Unlike the start menu, I've yet to see advertising when I open the Launchpad or Spotlight. Also, I can complete setup on my Mac without having to create an Apple ID, and if I opt out the system respects that and is quite usable.
Finally, I can easily put the dock (which W11 imitates, badly) on the left hand side of my screen if I wish. But I suppose Macs are less customisable?
Yeah that's true. I get nagged to backup stuff to iCloud or to sign up for apple music but windows has more stuff.
I do see the windows stuff as more upselling to other microsoft apps like onedrive which to me doesn't seem so different form the icloud integration. I use both an haven't noticed much in win11 though.
As a Mac and iOS user, I don't know what you're talking about.
I can't remember ever seeing anything about TV+ or Music, and the only time I'm told about iCloud storage is when my drive or backups are almost out of space, which makes sense.
There might be invitations to TV/Music when you install it or first use the OS or something (I can't remember), but there absolutely isn't anything "all the time".
> when my drive or backups are almost out of space, which makes sense.
This only makes sense to iCloud users. I've never intentionally put anything in iCloud and I get a constant parade of alerts about it being full. On macOS it doesn't matter where you click on the alert widget, it takes you to the page where you can pay for iCloud regardless. It is very spammy.
Yes, phone backups are automatically (or opt-in?) made to iCloud's free storage tier. This is a feature, not a bug, since phones are easily lost/stolen and your average consumer will be happy they didn't lose all their photos and messages. If your free-tier backup space is full, then you need to manage your backups to disable/delete them or reduce your backup size -- those alerts are there for a good reason.
Also, the Mac notification has a prominent "Close" button and doesn't even mention iCloud until you click through to see available options:
Whenever I hit the play button it's like 50/50 if Spotify will continue or if apple will open up the music app inviting me to sign up for music.
I did get pestered about joining icloud pretty regularly in the past but haven't seen those in a bit. I prefer onedrive and Google photos since it works on my non apple machines too.
Echoing the sibling comment, I also have never seen this. I have gotten marketing emails from Apple regarding their bundle package for their services, but after unsubscribing to that I have never seen anything further. I certainly have never seen anything in the OS proper, for any device that I own.
Once you've either subscribed or not to an Apple service, you don't get random popups about it. They offered Fitness+ free for 3-months because I bought a new device; I didn't subscribe and never heard about it again.
That's not my experience with Windows, where I get random popups in the UI of the operating system about different offers. Not cool.

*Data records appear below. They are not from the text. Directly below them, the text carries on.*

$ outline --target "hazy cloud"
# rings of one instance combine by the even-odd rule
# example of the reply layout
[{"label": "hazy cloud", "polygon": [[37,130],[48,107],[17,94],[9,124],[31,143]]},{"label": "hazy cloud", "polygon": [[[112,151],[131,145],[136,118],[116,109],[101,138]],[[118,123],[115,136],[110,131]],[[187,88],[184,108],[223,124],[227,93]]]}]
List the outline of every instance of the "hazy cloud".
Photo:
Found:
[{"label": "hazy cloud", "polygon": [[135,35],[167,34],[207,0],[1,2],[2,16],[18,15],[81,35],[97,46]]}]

I don't have ads being pushed to me about apples products as I type this from my M1 macbook air. Apple is far from perfect, but in this specific case they are much better than microsoft.
As someone who is accustomed to free software operating systems, macOS is much closer to Windows than it is to what I'm used to.
Just the other day, my M1 Mac at work slowed to such a crawl that mouse movement badly lagged due to runaway 'triald' (ML learning on user inputs) and Siri processes. They relaunched every time I killed them, and they were running even though Siri was explicitly disabled. Turns out there's no way to actually disable Siri without disabling SIP, which I cannot do on my work computer.
So on macOS I'm still plagued with cloud-connected crap I cannot control (or sometimes even expect) that at worst can make my computer completely unusable.
Is it different from Windows bullshit in interesting ways worth talking about? Definitely. Can the two things be compared? Definitely!
It's about comparability of the two operating systems with respect to similarity to 'adware' which is characterized by
- nagging
- online accounts
- tracking user behavior
- 'free' cloud services (the user is the product, blah blah blah)
- having an adversarial relationship with your own tools; having to go to extraordinary lengths to disable user-hostile behavior
which are all very much implicated in products like Siri and in being unable to actually disable it.
When you think seriously about what adware is like and what actually makes it so odious, it's clear that parts of macOS are characterized by many of the same traits and behaviors, even though Apple isn't selling third-party ads in macOS the way Microsoft is doing with Windows.
It's not that heavy handed but if I hit the play button on my headphones/keyboard there's a pretty good chance it opens up the apple music app instead of just playing the open spotify app. Since I'm not a music member, front and center it wants me to sign up.
I definitely remember seeing a tv+ signup with I first got my M2. After setting up the device.
If you're not signed into icloud, well you still have all the apps that want you to sign in. Same goes with the tv app.
I use the music app on iOS with mp3s and 3 of the 4 main app tabs are screens trying to sign me up for apple music.
Finally, I can easily put the dock (which W11 imitates, badly) on the left hand side of my screen if I wish. But I suppose Macs are less customisable?